Os traços de Jimin se suavizaram em um sorriso. Ela deu uma risadinha.

– Faz muito tempo que não rio. – Ela a encarou com um olhar de admiração.

Minjeong fez muita força para não revirar os olhos. Então algo perigoso e terrível lhe ocorreu. Ela a encarou com ar preocupado.

– Se você me deu sangue de vampiro, isso quer dizer que eu também vou virar vampira?

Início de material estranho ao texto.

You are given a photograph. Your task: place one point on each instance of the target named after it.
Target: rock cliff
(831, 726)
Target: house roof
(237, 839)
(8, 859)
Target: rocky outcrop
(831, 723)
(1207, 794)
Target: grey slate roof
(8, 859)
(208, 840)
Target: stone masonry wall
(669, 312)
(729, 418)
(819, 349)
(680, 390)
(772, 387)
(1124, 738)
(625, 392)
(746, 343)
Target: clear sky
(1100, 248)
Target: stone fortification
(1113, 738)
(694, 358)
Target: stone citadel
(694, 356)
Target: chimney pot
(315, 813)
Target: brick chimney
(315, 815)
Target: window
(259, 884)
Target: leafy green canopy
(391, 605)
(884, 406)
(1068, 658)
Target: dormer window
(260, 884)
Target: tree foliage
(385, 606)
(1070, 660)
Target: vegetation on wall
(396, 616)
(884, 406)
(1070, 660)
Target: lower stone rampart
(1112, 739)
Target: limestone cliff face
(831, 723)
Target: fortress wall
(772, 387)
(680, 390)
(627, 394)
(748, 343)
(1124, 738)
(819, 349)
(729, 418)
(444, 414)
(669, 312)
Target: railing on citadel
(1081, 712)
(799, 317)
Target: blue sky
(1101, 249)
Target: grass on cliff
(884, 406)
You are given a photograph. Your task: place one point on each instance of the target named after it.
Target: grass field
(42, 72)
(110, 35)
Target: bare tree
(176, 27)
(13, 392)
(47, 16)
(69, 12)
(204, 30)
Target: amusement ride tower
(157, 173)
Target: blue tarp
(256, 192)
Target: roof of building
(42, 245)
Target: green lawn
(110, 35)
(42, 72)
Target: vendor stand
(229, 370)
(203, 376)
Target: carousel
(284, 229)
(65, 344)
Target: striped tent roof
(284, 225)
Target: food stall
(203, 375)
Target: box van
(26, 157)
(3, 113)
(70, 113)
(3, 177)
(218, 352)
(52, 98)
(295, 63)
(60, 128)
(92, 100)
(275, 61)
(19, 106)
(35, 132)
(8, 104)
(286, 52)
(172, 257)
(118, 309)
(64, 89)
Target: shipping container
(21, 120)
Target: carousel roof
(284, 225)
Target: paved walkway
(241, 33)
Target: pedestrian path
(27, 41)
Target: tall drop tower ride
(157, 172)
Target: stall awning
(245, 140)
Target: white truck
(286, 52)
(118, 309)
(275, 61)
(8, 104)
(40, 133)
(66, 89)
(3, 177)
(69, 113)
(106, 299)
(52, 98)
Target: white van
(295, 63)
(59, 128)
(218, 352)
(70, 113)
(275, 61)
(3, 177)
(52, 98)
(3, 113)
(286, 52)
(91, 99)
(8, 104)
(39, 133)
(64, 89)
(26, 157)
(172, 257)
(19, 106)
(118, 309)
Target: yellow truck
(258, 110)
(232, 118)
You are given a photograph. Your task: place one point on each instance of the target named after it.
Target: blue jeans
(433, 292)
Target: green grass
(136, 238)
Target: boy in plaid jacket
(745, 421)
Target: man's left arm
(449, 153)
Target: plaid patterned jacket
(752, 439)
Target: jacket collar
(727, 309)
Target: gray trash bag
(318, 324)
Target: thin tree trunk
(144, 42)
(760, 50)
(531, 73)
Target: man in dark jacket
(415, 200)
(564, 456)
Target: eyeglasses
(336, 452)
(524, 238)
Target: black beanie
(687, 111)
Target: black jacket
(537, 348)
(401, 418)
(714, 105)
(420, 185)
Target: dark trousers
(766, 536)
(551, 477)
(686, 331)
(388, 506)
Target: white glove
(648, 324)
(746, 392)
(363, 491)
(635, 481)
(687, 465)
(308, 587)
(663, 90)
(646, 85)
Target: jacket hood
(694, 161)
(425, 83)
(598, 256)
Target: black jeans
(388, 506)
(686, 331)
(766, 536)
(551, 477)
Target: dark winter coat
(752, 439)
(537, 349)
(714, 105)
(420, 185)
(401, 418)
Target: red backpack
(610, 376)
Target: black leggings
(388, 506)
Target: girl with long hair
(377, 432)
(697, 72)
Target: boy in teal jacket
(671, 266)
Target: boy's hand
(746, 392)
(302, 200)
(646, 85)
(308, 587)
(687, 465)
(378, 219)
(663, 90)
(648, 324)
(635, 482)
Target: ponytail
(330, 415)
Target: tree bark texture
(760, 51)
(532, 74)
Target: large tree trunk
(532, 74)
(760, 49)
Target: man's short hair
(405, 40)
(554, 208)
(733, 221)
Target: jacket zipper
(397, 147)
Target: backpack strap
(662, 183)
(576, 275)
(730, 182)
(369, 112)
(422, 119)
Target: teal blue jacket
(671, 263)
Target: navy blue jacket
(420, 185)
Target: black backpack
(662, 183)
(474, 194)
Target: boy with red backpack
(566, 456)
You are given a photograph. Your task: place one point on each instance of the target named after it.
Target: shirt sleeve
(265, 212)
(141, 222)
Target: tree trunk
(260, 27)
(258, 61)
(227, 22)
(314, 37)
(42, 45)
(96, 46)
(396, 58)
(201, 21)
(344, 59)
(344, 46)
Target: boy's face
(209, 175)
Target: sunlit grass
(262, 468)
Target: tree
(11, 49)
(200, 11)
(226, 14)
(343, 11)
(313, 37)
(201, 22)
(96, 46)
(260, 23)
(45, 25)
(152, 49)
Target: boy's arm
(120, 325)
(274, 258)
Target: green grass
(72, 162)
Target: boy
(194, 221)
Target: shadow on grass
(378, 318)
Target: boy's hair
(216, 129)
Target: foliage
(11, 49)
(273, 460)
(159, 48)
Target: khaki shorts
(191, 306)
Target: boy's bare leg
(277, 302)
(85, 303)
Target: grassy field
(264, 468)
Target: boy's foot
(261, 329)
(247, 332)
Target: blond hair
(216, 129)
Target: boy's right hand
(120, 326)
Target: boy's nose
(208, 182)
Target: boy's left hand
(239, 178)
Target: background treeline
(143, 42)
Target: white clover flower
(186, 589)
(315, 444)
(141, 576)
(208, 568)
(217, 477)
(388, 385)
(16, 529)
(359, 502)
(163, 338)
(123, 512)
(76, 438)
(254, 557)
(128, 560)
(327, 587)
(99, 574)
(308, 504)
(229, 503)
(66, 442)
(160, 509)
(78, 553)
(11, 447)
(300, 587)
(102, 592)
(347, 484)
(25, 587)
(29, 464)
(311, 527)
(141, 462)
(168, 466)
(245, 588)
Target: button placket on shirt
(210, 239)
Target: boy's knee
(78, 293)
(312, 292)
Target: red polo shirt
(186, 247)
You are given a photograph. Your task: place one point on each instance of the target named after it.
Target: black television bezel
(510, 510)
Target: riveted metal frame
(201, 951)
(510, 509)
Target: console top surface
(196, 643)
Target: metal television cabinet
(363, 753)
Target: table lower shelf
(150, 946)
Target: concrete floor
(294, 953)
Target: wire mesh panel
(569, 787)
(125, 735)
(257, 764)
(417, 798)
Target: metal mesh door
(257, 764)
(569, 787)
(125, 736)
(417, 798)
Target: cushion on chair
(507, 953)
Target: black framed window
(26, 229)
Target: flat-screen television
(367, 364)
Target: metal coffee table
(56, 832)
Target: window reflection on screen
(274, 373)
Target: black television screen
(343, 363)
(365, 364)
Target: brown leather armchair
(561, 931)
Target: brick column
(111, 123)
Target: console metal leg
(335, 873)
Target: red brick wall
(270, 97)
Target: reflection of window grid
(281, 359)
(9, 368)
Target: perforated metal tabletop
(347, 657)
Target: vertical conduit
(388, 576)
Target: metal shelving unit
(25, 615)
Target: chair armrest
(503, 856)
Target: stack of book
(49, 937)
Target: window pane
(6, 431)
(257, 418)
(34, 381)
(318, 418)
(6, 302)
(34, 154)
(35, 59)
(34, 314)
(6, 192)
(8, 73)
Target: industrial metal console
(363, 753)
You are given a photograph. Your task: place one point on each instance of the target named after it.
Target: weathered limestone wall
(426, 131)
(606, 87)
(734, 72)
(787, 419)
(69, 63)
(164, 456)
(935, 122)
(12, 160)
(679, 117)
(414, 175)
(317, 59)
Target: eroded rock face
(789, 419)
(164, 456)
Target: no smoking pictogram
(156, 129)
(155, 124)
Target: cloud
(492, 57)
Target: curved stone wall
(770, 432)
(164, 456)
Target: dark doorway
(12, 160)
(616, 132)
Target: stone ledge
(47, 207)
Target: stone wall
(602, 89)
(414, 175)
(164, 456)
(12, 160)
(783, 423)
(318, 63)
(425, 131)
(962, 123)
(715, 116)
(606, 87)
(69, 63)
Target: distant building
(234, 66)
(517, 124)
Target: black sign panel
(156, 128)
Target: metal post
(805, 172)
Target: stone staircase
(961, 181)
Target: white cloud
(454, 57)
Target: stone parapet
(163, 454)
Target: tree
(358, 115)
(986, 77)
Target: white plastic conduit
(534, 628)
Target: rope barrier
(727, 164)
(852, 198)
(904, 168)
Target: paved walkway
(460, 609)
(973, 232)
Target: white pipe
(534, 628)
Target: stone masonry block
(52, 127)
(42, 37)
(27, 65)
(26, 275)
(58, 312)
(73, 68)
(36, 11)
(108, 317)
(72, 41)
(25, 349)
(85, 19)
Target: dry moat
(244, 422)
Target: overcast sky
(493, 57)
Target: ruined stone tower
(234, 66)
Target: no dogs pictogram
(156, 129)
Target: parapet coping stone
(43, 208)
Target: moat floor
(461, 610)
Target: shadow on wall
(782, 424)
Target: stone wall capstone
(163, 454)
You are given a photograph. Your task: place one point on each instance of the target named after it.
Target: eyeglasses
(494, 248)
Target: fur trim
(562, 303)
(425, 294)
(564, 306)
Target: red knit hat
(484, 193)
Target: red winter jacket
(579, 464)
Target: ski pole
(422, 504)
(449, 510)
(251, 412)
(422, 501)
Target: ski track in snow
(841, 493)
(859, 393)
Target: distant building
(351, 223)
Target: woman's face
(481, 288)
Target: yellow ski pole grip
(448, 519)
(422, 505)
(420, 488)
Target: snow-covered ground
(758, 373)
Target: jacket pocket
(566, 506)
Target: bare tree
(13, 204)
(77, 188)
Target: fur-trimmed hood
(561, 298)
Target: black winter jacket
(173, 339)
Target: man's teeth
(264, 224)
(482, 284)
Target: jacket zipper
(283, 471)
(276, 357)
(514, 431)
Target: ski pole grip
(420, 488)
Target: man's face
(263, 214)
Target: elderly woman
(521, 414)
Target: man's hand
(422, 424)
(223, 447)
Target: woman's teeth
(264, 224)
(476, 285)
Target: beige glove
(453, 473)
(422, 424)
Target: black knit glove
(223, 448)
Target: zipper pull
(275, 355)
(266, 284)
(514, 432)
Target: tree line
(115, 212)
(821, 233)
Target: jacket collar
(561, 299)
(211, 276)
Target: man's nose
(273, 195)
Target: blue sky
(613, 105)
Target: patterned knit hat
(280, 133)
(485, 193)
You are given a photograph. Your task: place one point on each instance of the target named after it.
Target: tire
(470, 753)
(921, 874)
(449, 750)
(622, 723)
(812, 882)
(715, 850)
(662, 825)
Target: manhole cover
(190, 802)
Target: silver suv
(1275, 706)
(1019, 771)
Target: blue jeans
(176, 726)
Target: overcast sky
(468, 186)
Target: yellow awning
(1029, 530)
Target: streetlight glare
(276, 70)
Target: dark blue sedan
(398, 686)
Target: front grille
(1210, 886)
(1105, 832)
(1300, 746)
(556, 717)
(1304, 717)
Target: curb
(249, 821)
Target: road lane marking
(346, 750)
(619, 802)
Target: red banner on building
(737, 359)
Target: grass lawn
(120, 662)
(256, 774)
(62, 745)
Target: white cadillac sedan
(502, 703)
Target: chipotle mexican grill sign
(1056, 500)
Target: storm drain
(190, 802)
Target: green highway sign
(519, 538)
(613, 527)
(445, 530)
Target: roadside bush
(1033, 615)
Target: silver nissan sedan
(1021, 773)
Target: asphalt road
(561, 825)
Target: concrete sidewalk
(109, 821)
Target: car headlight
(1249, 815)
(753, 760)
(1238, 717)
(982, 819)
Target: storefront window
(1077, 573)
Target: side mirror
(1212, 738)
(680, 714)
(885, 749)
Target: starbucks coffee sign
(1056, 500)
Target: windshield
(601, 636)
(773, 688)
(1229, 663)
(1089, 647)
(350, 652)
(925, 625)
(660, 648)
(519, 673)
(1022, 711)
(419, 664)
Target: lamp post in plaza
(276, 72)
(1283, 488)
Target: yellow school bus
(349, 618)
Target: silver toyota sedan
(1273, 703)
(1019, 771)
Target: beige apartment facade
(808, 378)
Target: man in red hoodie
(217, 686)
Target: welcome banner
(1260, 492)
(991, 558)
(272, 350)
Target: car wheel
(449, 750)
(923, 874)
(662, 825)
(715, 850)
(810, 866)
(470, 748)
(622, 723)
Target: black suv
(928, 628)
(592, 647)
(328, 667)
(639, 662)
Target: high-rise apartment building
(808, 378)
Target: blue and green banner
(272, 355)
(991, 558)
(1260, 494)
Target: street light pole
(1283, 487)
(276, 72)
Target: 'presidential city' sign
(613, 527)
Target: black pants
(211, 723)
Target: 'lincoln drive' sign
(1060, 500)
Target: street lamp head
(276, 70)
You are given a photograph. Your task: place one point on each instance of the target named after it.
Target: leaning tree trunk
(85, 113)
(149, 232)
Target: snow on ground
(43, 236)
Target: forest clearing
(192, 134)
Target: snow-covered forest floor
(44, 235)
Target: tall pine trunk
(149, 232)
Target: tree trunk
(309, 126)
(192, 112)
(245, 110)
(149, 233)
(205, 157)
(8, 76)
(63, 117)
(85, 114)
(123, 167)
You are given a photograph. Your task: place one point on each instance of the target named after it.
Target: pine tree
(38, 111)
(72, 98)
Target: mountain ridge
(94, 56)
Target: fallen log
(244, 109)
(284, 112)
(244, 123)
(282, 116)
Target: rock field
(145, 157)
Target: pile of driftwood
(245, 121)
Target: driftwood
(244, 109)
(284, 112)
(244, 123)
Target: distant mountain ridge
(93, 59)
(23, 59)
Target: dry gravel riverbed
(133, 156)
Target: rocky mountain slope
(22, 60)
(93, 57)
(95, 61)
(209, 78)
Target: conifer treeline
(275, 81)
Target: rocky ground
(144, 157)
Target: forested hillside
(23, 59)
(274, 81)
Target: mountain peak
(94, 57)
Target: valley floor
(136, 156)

– Não, por causa disso não. A transformação tem que ser feita pelo vampiro detentor do sangue. Mas foi por conta do sangue que seu ferimento na cabeça se curou. Já a sua deficiência visual é obviamente antiga, e é por isso que irá voltar. Quanto mais antigo o ferimento, maior a quantidade de sangue necessária para curá-lo, mas menos permanente a mudança. Como você perdeu a visão?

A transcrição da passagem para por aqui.